Il s’agit d’une multinationale française peu connue du grand public et basée à Bons-en-Chablais en Haute-Savoie, au pied des montagnes. Fondée en 1976, Nicomatic est spécialisée dans la fabrication de composants électroniques.

Vendus dans le monde entier, ceux-ci sont destinés à l’électroménager, à l’industrie et à l’aéronautique mais surtout au secteur de la défense et de l’armement. L’entreprise emploie près de 1 000 personnes dans le monde et réalise un chiffre d’affaires d’environ 100 millions d’euros par an.

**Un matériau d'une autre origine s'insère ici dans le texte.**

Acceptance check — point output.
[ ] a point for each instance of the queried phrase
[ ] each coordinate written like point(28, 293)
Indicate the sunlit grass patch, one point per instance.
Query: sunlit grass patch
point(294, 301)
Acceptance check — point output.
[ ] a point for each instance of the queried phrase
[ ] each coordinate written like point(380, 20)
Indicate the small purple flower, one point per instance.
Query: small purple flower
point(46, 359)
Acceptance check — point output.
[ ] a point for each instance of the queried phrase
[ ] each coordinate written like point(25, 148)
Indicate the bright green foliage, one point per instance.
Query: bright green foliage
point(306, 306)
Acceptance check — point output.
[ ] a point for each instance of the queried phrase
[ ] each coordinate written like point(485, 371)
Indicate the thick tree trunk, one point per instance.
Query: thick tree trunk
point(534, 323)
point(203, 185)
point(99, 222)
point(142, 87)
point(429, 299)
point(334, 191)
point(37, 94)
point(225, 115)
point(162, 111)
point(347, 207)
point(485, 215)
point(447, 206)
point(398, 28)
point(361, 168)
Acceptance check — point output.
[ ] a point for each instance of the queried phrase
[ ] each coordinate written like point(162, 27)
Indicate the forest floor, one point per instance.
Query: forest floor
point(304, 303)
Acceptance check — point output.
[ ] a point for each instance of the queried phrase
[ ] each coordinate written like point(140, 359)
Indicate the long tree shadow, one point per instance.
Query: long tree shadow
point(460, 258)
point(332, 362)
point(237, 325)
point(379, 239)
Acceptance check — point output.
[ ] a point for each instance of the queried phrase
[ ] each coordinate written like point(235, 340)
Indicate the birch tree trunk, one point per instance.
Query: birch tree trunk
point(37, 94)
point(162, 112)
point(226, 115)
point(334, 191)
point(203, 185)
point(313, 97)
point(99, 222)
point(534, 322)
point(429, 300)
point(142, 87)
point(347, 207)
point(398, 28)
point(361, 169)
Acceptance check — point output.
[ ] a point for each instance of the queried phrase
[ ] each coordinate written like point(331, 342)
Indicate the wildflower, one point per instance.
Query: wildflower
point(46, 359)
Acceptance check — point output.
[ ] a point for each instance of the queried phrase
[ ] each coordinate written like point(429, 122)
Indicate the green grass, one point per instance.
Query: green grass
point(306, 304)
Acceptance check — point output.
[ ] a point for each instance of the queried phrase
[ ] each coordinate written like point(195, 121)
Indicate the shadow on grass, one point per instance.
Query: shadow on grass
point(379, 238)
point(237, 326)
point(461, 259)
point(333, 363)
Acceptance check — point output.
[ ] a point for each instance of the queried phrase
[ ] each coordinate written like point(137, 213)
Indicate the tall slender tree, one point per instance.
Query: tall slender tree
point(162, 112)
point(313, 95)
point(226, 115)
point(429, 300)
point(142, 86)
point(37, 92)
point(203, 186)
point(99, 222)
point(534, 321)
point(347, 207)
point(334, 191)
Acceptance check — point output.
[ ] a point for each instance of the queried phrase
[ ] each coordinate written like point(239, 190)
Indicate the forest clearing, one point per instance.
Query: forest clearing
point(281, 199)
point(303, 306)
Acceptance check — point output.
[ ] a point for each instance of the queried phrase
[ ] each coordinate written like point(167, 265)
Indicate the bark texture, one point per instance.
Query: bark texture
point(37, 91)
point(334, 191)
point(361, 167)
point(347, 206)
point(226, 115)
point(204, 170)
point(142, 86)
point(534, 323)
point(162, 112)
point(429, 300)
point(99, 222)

Selon des informations confidentielles consultées par RTL, certaines pièces appartenant à Nicomatic ont été retrouvées sur du matériel militaire russe, déployé et détruit en Ukraine. C’est aussi la découverte qu’a faite le groupe Yermak-McFaul, composé d’experts américains et ukrainiens chargés d’évaluer les sanctions contre la Russie.

Nous avons analysé près de 3 000 composants (…) et trouvé à l’intérieur des connecteurs appartenant à Nicomatic.

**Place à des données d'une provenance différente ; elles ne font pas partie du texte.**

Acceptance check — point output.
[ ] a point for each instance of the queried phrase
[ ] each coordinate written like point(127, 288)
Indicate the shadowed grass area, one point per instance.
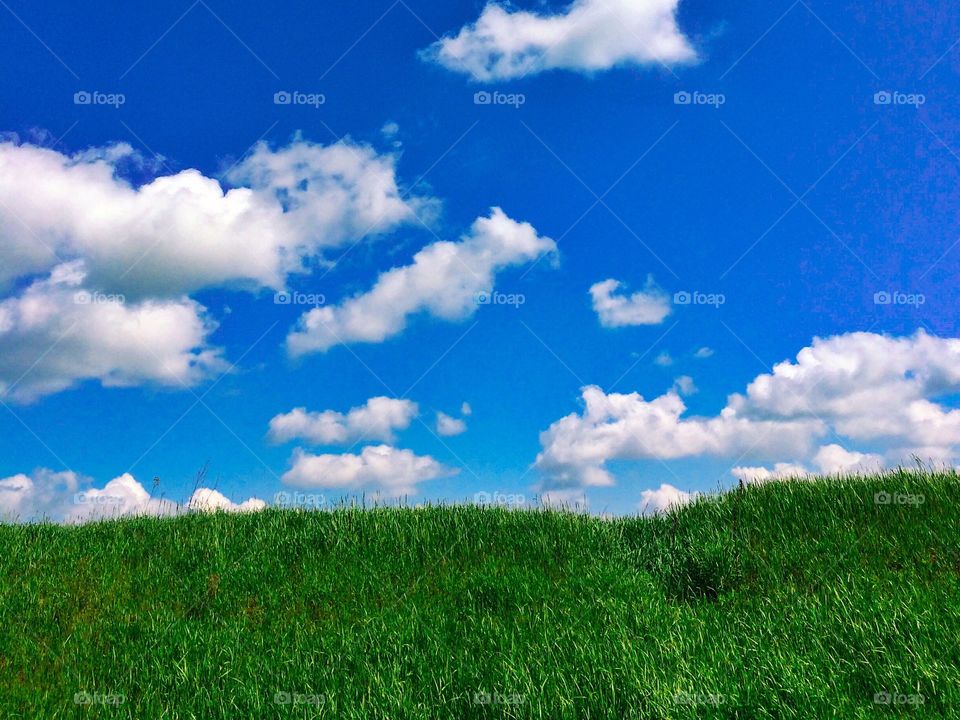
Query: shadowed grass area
point(792, 599)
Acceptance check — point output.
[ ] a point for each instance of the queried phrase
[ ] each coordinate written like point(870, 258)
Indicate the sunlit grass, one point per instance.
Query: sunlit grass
point(795, 599)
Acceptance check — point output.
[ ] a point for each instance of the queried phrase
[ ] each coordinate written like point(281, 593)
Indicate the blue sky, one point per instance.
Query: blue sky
point(815, 166)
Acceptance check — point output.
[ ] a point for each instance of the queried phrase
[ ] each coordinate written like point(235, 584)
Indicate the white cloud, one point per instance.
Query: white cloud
point(664, 498)
point(859, 386)
point(381, 468)
point(182, 232)
point(71, 227)
point(67, 497)
point(377, 419)
point(647, 307)
point(588, 36)
point(829, 460)
point(207, 500)
point(447, 425)
point(780, 471)
point(684, 385)
point(619, 426)
point(834, 460)
point(40, 495)
point(55, 335)
point(443, 280)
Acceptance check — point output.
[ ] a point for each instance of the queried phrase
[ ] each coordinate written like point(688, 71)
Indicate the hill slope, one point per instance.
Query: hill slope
point(792, 599)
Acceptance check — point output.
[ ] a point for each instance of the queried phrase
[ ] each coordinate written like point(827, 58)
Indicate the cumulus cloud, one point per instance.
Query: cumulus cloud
point(862, 387)
point(447, 425)
point(207, 500)
point(67, 497)
point(646, 307)
point(664, 498)
point(619, 426)
point(830, 459)
point(443, 280)
point(182, 232)
point(381, 468)
point(587, 36)
point(377, 419)
point(780, 471)
point(54, 335)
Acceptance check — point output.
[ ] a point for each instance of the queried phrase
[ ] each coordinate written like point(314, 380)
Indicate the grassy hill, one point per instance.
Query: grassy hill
point(796, 599)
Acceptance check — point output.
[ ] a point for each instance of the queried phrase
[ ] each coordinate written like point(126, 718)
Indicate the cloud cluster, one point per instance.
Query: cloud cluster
point(388, 470)
point(54, 334)
point(98, 271)
point(588, 36)
point(179, 233)
point(67, 497)
point(447, 425)
point(444, 280)
point(859, 387)
point(663, 498)
point(380, 469)
point(377, 419)
point(830, 459)
point(649, 306)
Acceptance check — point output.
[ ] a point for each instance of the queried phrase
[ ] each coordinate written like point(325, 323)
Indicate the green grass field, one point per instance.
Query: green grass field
point(798, 599)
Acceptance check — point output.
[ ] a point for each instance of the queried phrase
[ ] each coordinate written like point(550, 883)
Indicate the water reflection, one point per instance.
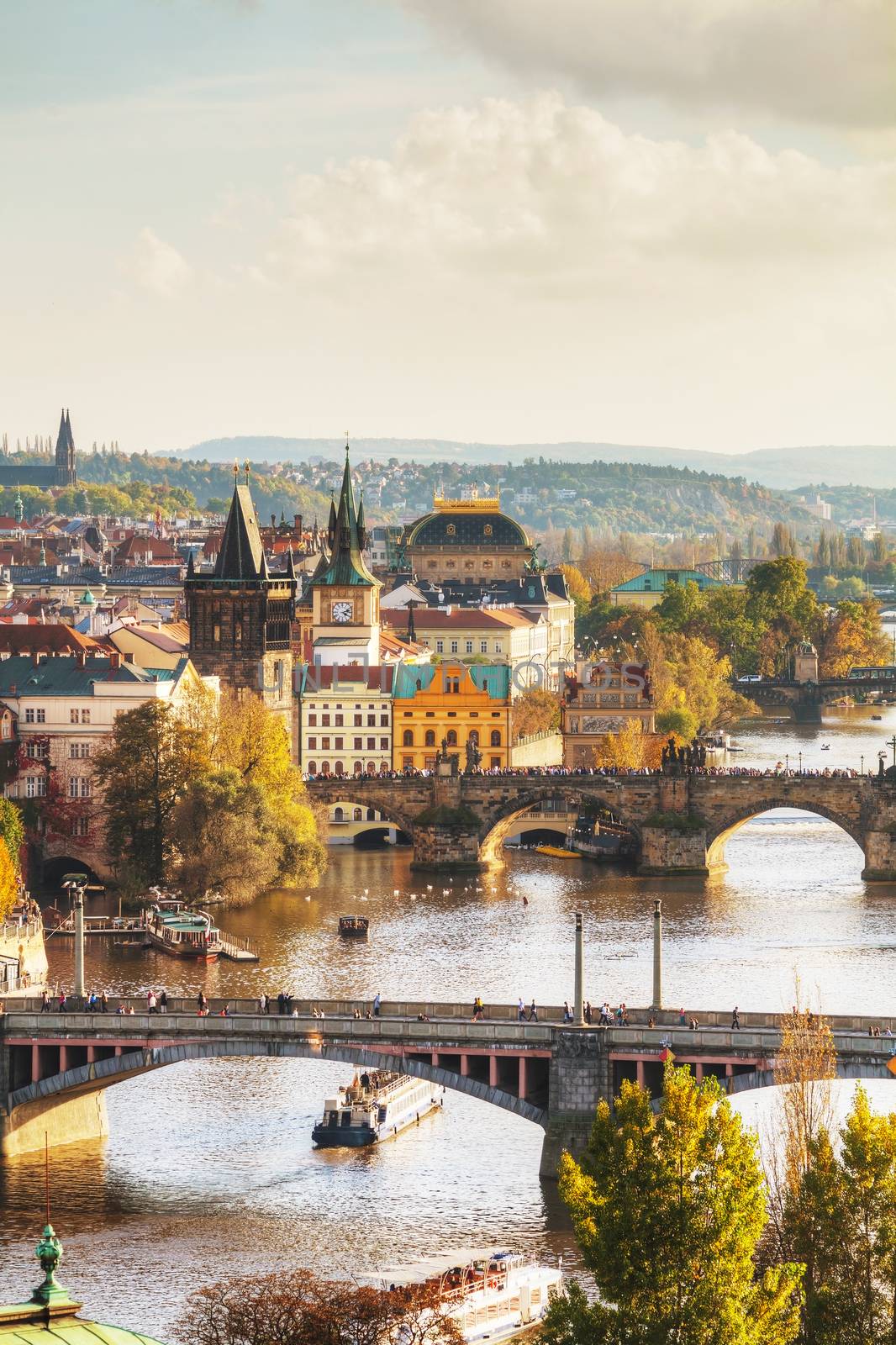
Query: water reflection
point(208, 1168)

« Nous avons analysé près de 3 000 composants trouvés sur des armes russes, des missiles, des drones, des véhicules blindés, des transports de troupes, des chars, des hélicoptères. Et nous avons trouvé à l’intérieur des connecteurs appartenant à Nicomatic», assure Olena Bilousova, l’une des expertes ayant travaillé sur ce sujet, interrogée par RTL.

Ainsi, des connecteurs appartenant à l’entreprise française ont notamment été découverts dans le Korsar, un avion sans pilote développé pour l’armée russe. Il est utilisé pour des missions de reconnaissance et de frappe.

Les connecteurs qui équipent le Korsar, un drone russe sans pilote, appartiennent à la société française Nicomatic

Crédit :

Multiplication des intermédiaires pour brouiller les pistes

Selon le groupe Yermak-McFaul, le montant des exportations vers la Russie de composants critiques fabriqués par Nicomatic a doublé depuis le début de la guerre en Ukraine en février 2022, passant de 2,2 à 4,8 millions d’euros. Malgré les sanctions, Nicomatic a donc continué à vendre ses produits.

« Cette entreprise ne commerce pas directement avec la Russie mais indirectement, c’est-à-dire que certaines de ses filiales et distributeurs le font, principalement en Chine et à Hong Kong. Ils achètent ces produits pour ensuite les revendre en Russie », ajoute la chercheuse Olena Bilousova.

Selon des documents consultés par RTL, ces composants transitaient par la filiale chinoise de Nicomatic et au moins 9 intermédiaires ou distributeurs différents. Leurs noms ne permettent pas de connaître le destinataire final : Jiuyun Technology, Hytera Communications ou Shenzhen Oneworld International.

Nicomatic ne commerce pas directement avec la Russie mais indirectement, c’est-à-dire que certaines de ses filiales et distributeurs à l’étranger le font.


Olena Bilousova, experte du groupe Yermak-McFaul

Ainsi, grâce à ce système, cinq sociétés basées en Russie sont soupçonnées d’avoir acheté du matériel à Nicomatic, au moins jusqu’à fin 2023. Certaines sont proches du secteur de la défense ou travaillent directement avec l’armée russe. L’une d’elles, baptisée IQ Components, fournit des composants électroniques à plusieurs sociétés qui travaillent avec Radar mms, le fabricant du Kalibr, l’un des missiles russes les plus meurtriers en Ukraine.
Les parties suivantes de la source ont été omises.